Cryo-EM structure of Swc5/nucleosome complex.

(A-D) Reconstructions of selected particle subsets obtained from 3D classification that was focused on the Swc5 moiety (purple) illustrate the dynamic nature of Swc5 binding to the nucleosome. Three interactions persist among the 3D classes: (E) Swc5 interaction with the N-terminal tail of histone H4 (green), (F) Swc5 interaction with the C-terminal helix of histone H2B including K123, and (G) an Arginine anchor bound into the acidic patch of the histone core. The gray circles and arrows denote the reconstructions and locations from where the cut-out panels originate.

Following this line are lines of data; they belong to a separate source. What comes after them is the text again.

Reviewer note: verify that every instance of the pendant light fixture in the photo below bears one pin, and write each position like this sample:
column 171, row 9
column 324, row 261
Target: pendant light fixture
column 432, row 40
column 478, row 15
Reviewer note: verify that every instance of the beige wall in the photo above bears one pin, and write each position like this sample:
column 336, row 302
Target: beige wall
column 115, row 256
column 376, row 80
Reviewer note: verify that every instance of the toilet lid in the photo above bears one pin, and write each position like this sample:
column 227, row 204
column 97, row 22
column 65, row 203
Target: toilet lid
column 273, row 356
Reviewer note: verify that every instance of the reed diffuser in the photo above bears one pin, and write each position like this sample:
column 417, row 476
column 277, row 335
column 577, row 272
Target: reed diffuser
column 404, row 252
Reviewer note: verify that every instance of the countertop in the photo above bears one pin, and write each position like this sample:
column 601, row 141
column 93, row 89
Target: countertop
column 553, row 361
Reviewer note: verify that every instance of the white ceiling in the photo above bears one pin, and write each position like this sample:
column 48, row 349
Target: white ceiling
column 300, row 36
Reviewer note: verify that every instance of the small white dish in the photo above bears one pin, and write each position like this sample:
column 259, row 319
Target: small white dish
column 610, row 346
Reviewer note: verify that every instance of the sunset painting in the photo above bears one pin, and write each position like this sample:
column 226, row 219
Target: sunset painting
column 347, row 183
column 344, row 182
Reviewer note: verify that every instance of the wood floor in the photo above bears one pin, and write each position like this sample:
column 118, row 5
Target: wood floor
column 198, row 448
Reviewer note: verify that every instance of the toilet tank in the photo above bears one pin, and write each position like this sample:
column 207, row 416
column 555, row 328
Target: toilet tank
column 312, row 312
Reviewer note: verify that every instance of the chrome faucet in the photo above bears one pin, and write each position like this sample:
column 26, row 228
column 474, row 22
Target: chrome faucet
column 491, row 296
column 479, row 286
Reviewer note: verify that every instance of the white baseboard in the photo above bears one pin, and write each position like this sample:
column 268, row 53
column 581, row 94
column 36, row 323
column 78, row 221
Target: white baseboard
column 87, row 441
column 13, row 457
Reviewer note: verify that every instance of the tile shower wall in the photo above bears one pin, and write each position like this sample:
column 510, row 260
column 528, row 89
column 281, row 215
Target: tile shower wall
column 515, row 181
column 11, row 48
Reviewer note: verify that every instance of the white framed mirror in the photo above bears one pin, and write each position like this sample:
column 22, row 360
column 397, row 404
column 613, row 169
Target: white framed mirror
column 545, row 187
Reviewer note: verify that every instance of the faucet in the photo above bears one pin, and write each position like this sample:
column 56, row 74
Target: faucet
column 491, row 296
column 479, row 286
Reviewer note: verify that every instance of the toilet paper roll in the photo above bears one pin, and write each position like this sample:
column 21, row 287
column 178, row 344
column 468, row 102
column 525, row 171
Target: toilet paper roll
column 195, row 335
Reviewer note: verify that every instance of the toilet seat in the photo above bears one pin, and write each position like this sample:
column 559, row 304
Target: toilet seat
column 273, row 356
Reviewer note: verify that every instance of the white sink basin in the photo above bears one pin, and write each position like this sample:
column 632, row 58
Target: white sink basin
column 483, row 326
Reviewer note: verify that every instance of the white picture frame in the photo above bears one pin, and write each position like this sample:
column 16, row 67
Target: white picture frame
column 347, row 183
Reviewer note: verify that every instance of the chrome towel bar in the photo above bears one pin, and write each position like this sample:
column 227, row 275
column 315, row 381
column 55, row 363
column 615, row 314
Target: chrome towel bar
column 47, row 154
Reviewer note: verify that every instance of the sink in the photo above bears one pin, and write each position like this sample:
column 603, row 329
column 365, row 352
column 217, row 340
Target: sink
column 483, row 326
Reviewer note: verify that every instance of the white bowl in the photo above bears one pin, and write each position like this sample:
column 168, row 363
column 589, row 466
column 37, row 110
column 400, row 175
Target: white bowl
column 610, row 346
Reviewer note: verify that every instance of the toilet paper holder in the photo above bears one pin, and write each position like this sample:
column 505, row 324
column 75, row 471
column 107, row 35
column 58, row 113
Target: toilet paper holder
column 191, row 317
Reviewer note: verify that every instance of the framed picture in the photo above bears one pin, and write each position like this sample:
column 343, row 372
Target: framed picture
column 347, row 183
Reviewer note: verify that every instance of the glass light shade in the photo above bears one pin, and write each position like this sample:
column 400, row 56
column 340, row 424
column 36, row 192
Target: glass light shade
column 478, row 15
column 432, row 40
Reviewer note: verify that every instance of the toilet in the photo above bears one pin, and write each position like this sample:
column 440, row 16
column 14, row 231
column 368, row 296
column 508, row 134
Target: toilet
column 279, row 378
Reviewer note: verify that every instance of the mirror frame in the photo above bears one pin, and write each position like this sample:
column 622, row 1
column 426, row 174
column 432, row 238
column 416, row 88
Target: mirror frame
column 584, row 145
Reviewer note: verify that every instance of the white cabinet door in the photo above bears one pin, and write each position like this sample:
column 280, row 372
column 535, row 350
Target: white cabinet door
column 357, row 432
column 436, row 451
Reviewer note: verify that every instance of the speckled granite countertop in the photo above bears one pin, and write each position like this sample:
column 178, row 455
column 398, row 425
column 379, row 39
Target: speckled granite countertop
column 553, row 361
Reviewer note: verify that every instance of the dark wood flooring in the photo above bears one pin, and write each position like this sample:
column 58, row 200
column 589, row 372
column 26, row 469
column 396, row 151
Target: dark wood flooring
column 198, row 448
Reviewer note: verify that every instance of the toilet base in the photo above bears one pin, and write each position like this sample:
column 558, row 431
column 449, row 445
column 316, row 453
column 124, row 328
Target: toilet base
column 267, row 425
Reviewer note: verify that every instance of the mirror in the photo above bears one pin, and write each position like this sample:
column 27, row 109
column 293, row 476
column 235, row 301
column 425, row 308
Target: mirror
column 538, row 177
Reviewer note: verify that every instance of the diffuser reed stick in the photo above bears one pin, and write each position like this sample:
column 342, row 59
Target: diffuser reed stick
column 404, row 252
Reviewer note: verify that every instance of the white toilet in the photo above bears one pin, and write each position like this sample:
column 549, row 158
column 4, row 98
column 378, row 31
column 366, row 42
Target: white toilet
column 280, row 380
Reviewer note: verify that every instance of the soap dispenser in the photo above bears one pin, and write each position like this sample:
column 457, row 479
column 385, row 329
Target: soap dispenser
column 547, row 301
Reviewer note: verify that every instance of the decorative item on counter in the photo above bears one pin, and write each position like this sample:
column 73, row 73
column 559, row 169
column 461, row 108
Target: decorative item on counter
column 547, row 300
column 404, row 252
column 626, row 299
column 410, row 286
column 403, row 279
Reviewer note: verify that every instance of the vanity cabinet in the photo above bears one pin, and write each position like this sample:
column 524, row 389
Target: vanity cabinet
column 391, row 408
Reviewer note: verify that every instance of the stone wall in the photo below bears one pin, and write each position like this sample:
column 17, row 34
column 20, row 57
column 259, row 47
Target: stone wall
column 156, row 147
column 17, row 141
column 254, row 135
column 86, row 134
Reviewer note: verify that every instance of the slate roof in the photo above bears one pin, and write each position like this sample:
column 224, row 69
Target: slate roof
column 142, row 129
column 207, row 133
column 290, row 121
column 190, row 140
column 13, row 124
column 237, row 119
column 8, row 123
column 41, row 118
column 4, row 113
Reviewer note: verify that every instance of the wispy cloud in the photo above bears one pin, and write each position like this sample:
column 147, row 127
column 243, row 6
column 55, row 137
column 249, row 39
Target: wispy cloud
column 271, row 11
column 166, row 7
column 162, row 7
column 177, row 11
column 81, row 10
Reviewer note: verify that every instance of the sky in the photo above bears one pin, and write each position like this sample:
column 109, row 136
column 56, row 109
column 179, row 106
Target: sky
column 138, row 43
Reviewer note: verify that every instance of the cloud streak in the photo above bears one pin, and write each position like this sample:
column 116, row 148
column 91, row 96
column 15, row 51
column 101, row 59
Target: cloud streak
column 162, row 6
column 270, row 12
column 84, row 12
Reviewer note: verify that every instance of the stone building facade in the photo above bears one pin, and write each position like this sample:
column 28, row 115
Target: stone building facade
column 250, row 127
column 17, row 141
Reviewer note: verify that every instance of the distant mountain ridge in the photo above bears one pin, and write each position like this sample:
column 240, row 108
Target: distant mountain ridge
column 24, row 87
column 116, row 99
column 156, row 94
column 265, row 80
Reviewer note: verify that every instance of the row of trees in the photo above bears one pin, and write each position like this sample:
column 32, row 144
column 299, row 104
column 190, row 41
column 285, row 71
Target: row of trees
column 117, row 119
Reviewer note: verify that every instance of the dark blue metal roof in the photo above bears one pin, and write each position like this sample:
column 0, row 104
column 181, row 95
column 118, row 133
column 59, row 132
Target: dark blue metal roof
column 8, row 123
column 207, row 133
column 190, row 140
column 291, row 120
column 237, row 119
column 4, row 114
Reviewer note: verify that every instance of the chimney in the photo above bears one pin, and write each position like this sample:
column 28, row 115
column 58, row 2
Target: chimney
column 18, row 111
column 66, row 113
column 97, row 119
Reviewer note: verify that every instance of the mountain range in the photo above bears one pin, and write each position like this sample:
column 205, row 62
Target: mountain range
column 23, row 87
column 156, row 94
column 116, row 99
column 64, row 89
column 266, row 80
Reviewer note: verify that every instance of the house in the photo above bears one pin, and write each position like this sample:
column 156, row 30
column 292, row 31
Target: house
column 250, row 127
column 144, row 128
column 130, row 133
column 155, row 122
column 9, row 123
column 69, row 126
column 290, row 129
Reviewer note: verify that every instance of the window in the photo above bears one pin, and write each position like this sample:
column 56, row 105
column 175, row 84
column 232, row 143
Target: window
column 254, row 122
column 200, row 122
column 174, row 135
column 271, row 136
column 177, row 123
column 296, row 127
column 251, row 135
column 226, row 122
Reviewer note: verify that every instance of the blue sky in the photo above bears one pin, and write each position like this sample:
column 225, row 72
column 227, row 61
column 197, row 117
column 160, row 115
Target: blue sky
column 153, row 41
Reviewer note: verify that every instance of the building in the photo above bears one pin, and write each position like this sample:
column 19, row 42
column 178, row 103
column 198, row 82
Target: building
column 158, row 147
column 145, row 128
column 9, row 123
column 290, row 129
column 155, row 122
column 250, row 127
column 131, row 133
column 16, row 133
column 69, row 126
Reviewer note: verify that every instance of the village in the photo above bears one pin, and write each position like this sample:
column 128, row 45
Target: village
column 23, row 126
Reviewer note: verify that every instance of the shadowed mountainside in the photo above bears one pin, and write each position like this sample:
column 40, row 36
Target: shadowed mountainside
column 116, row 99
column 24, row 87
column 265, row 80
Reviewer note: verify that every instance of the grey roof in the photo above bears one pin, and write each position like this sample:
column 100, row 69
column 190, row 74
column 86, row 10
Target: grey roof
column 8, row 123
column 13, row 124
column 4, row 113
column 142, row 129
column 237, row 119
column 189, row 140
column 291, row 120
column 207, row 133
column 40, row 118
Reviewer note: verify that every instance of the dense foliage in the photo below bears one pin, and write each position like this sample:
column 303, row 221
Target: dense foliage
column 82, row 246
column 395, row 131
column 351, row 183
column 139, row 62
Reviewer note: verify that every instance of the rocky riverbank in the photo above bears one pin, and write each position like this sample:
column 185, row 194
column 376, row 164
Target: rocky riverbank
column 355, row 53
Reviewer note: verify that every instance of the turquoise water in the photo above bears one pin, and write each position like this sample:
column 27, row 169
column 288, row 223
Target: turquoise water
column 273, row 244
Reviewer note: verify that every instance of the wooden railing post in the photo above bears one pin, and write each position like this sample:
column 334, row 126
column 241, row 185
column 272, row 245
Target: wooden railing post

Swc5 arginine-rich region is key for SWR1C activity in vivo.

Genetic complementation using a swc5Δ strain (MATa his3Δ1 leu2Δ0 met15Δ0 ura3Δ0 swc5!1::kanMX4) transformed with an empty pRS416 CEN/ARS URA3 vector (top row in both panels) or the same vector with various alleles of SWC5. Cultures were grown to an OD of 1 and spotted with serial dilution onto plates with synthetic complete media lacking uracil without (left) or with (right) 2% formamide.